The capable cast is led by Hugh Marlowe (Twelve O’Clock High, The Day the Earth Stood Still), who is authoritative as the military leader of the fateful mission. This is one of Rod Taylor’s early film appearances and his Australian accent is noticeable (he of course starred in a somewhat similar film, The Time Machine, several years later). Nancy Gates is very appealing as Garnet, and all of the female characters are decked out in skimpy (for 1956) costumes designed by the pin-up artist Alberto Vargas.

The specter of nuclear war was a staple of science fiction films in the fifties. An Allied Artists production, World Without End wants to be a cautionary tale, but it falls short in part because it gives no insight into why or how the cataclysmic war started. Written and directed by Edward Bernds, (Return of the Fly, Queen of Outer Space), the film loses momentum in the middle during the somewhat claustrophobic scenes in the underground city. Even so, the special effects are surprisingly good, the women are beautiful, and the mutants look and sound ferocious. Fans of the genre are certain to enjoy this Blu-ray release.

Video: 4.5/5

3D Rating: NA

The 2.35:1 CinemaScope and Technicolor image is delivered in 1080p via the AVC codec. The exteriors were filmed on location at the Iverson Movie Ranch in Chatsworth, California and the iconic rock formations will be easily recognized by film buffs. The picture is very sharp and clean, with no scratches, dirt, or other anomalies to interfere with one’s viewing pleasure. Colors are vivid and accurate, black levels and shadow detail are fine, and a natural level of film grain has been retained.

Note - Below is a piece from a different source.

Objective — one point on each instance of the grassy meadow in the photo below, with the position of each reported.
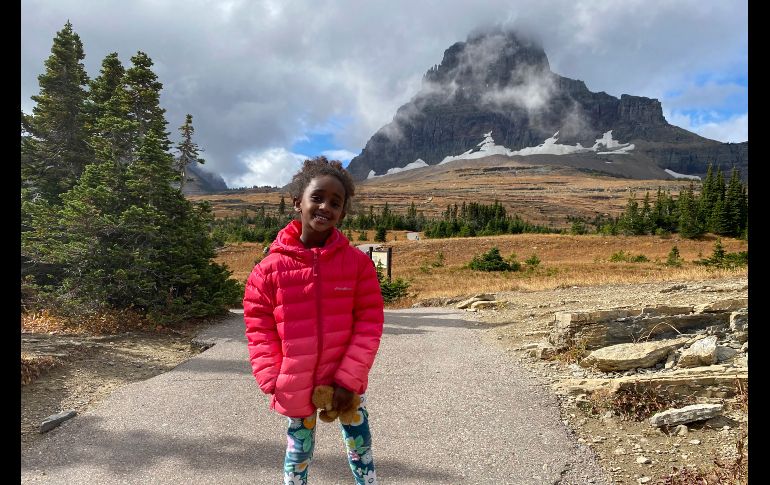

Readers who enjoy visiting filming locations are encouraged to check out this Iverson Film Ranch website, where you will find numerous “then and now” location shots from films going back to the silent era. Bear in mind that you may find it difficult to tear yourself away.

Audio: 4/5

The English 2.0 DTS HD-MA mono audio is clean and clear. Every word of dialogue is understandable and the music by Leith Stevens has excellent fidelity. Bob Furmanek has confirmed that World Without End also was released in Perspecta stereo, which as I understand it was not real stereo.

English SDH subtitles are available.

Special Features: 0/5

There are no extras on this bare-bones release. It also is devoid of chapters per se, although you can advance through the film using the skip button on your remote.

Overall: 3/5

World Without End is not great sci-fi, and it is not nearly as good as the far superior The Time Machine, but is has an attractive cast, excellent on-location cinematography, and is more intelligent and enjoyable than many films of the genre. Readers who are interested in purchasing it can find it at the Warner Archive website or at Amazon.

Published by

Richard Gallagher

administrator

5 Comments

  1. I just finished watching the movie and I have the following impressions: 1) That was some awful spider and that’s not a compliment; 2) The film looks great. All films from the 50’s should look so good; 3) The method of time travel actually has a firm scientific basis. However, had they really gone that fast I think they would have shot out of our solar system in no time (pun intended) at all; 4) I appreciate that they didn’t use some hokey plot device to return to their own time; 5) It’s an enjoyable, above average B movies from the 50’s.

    While the time travelers didn’t get to return to their time, and even one of the crew experiences a personal tragedy via time travel, the ending is optimistic.